Die Tagung 1995 fand vom 28. August bis 2. September statt. Die Trennung
vom redaktionsinternen Flügel um Andreas Molau und Hans-Ulrich Kopp
war bereits vollzogen. Die Tagungsleitung hatten Jens Falk und Frank Liebermann
inne. Als Schirmherren stellten sich -> Heinrich Lummer, -> Herbert
Fleissner und Günter Zehm zu Verfügung. So waren die Themen
eher nationalkonservativ und nationalliberal ausgelegt und bereiteten
die Herausgabe der Österreichausgabe der JF vor. Referenten waren
u.a.: Heimo Schwilk, Joachim Schäfer, Hans Jürgen Leersch, Michael
Oelmann, Reginald Rudeck, Peter Muschol, Gerhard Löwenthal, ->
Jürgen Hatzenbichler, Andreas Mölzer. Eine Tagung für 1996
ist nicht vorgesehen.
Die Freie Deutsche Sommeruniversität: Vom 9. bis
13. August 1995 fand erstmalig, wiederum auf der vom Sudetendeutschen
Sozialwerk gepachteten Burg Hohenstein, eine Tagung der Freien Deutschen
Sommeruniversität statt. Sie versteht sich als konsequente Fortführung
der »herunterliberalisierten« Sommeruniversität der Jungen
Freiheit[9]. Zum Thema »Europa als politischer Großraum«
führte der ehemalige JF-Mitarbeiter Hans-Ulrich Kopp u.a. die folgenden
Referenten zusammen: Robert Steuckers (»Der Europagedanke der Konservartiven
Revolution«), Tomislav Sunic, Paul Polak, Wladimir Guzmann, Reinhold
Oberlercher, Josef Schüßlburner (»Europa als Reichsersatzideologie«),
Sascha Jung, Wolfgang Strauss, Hans Wahls, Winfried Knörzer, Oberst
a.D. Eberhard Heder (»Die Waffen-SS - Eine europäische Armee«).

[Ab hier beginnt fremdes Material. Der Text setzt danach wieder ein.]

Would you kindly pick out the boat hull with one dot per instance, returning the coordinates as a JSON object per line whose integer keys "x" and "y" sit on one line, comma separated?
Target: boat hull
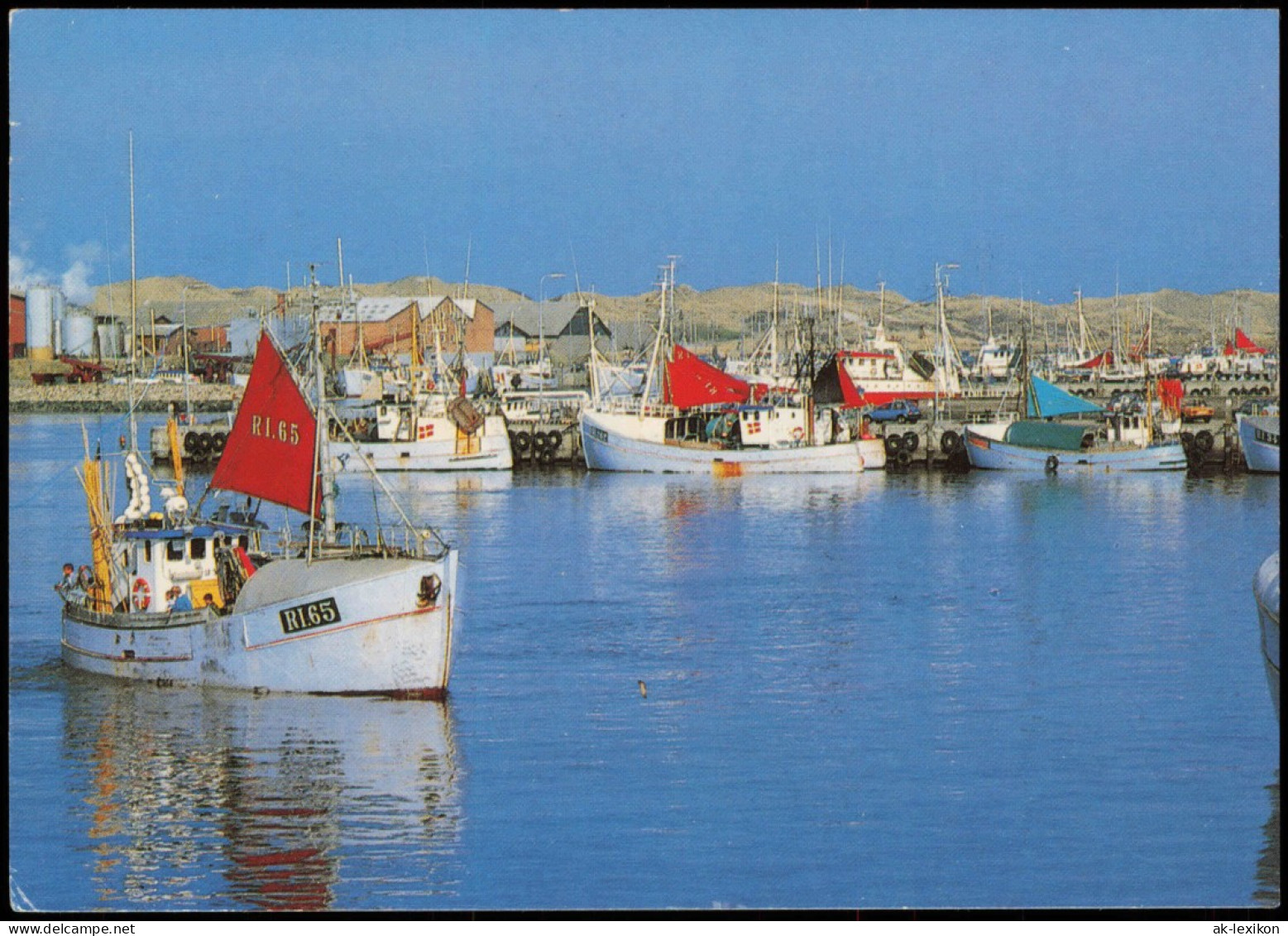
{"x": 434, "y": 454}
{"x": 1265, "y": 588}
{"x": 622, "y": 443}
{"x": 994, "y": 455}
{"x": 1258, "y": 437}
{"x": 352, "y": 626}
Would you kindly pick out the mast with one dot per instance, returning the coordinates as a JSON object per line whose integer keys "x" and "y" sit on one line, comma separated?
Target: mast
{"x": 134, "y": 310}
{"x": 1082, "y": 326}
{"x": 661, "y": 334}
{"x": 323, "y": 449}
{"x": 773, "y": 328}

Die 89er - Konservative Gesprächs- und Arbeitskreise:
Mit zwei Anzeigen vom 4. November 1995 und vom 27. Januar 1996 im ->
Ostpreußenblatt traten bislang unter Titeln wie »Die 89er.
Konservativ - Jung - Akademisch« verschiedene konservative Gesprächs-
und Arbeitskreise in Erscheinung. Koordiniert über den zentralen
Kontakt Konservativer Gesprächskreis Dresden/KGAK-Sprecherrat, bieten
sie vor allem burschenschaftlichen Trägerstrukturen der vormaligen
JF-Lesekreise eine gemeinsamme Veranstaltungsplattform. So sind ca. 20
Veranstaltungsorte und Kontaktadressen aufgeführt. Dahinter stehen
z. B. die Burschenschaft Thuringia aus Braunschweig, die Burschenschaft
Germania aus Hamburg, der Staatspolitische Club Rhein-Main für Frankfurt
oder die Burschenschaft Danubia aus München. Die Themenpalette der
Referenten reicht von Hans-Joachim von Leesen (»Schwarze Fahne mit
Schwert und Pflug - Die Landvolkbewegung«, Hamburg), Gerhard Pfreundschuh
(»Von der Gemeinschaft zur Gesellschaft - Welche Ideologie steckt
dahinter?«. Braunschweig) zu Alexander von Stahl (»150 Jahre
Liberalismus in Deutschland - Bestandsaufnahme und Kurskorrektur?«,
Karlsruhe) und Alfred Mechtersheimer (»Deutschland - Friedensmacht
in der Mine Europas«, München). Als weitere Referenten wurden
u. a. angekündigt: Klaus Motschmann, Dag Krienen, Mark von Wnuck,
Claus M. Wolfschlag, Lothar Hobelt, Hans-Ulrich Kopp, Gerald Wailz, Stefan
Ulbrich, Heinz-Siegfried Strelow, Heinz-Theo Homann, Siegfried Gleißner,
Ulrich Heyder, Josef Schüßlburner, Peter Lahn, Rolf-Dieter
Gmeiner, Heiner Kappel, Hans Hirzel, Georg Bernd Oschatz, Olav Röhrer-ErtI,
Oberst Riho Terras und Pater Markus Heggenberg.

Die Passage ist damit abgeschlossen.